Three cup abalone, Yao's spin on three cup chicken— a familiar Taiwanese dish.

Similar to how his mother used memory to inform her cooking, Yao now uses his cooking to elicit memories. The dishes at Kato are edible mnemonic devices for other Asian Americans. The steamed fish dish, for example, might trigger memories of other childhood dining tables, where fresh, whole-steamed fish with soy sauce and thin slivers of scallions were also the norm. “I’m using the Asian American experience as a reference point,” he says. Kids who grew up with a similar subculture can taste their own heritage in Kato, but the menu is approachable enough that a diner who has never ventured to that part of Los Angeles could enjoy it. “Food is a good medium for empathy,” he says. 

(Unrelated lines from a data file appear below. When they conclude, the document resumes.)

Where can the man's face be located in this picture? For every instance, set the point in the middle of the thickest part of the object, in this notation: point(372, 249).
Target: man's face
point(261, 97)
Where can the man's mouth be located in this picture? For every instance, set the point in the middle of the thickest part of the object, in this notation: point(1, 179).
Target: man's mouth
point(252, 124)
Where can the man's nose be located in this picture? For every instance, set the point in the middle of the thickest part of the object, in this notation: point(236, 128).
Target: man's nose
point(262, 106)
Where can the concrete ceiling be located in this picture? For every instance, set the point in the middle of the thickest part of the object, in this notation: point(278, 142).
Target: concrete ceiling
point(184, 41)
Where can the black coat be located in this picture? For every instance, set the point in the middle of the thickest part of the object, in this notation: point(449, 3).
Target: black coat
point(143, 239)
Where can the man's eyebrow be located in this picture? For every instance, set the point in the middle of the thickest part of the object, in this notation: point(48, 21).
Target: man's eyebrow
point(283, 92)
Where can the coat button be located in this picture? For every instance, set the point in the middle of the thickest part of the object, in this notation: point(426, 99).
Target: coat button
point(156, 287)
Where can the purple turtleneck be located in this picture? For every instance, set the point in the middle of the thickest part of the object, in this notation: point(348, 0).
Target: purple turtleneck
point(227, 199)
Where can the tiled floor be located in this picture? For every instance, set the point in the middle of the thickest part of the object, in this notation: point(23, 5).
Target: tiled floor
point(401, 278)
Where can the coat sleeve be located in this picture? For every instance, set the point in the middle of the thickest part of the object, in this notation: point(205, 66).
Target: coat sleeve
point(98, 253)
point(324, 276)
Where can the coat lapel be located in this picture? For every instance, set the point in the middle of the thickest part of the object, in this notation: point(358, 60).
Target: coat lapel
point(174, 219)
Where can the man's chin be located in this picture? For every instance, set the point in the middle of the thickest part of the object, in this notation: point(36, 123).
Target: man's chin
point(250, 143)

Now Yao isn’t alone in his embrace of Taiwanese fare; Taiwanese food has been on the rise in the last couple of years. There’s been an influx of second-generation Taiwanese restaurants in America lately, like Pine & Crane in Los Angeles for their fast-casual concept, New York City’s 886 with its beer-friendly fare, and Win Son in Brooklyn with its large, shared-plates. The growth of these restaurants has generated a newfound interest in Taiwanese-specific foods, and Yao says he’s happy for the company. “It’s cool to have this new community to engage and converse in,” he says. “That’s my goal for everyone — for all these Taiwanese restaurants to band together. It’s just having a bigger pool of knowledge.” 

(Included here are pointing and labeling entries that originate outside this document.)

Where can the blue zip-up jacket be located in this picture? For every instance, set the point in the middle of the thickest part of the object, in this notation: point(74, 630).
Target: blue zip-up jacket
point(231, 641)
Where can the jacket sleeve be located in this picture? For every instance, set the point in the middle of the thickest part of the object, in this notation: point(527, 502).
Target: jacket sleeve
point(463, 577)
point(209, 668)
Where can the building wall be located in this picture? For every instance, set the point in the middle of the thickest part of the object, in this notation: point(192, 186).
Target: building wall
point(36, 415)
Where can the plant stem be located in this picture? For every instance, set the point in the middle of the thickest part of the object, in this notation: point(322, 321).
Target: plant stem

Shaved boniato yam over a blend of tapioca, fresh cheese and sable.

He’s come a long way since Kato first opened, and while he’s won approval from some of the most prestigious food organizations and publications in America, he says that his toughest critics are Asian parents. “They either think my food is not good enough or too expensive. We get tables like that every night,” he says. “So if we can make an Asian grandma happy? Fuck yeah, score.”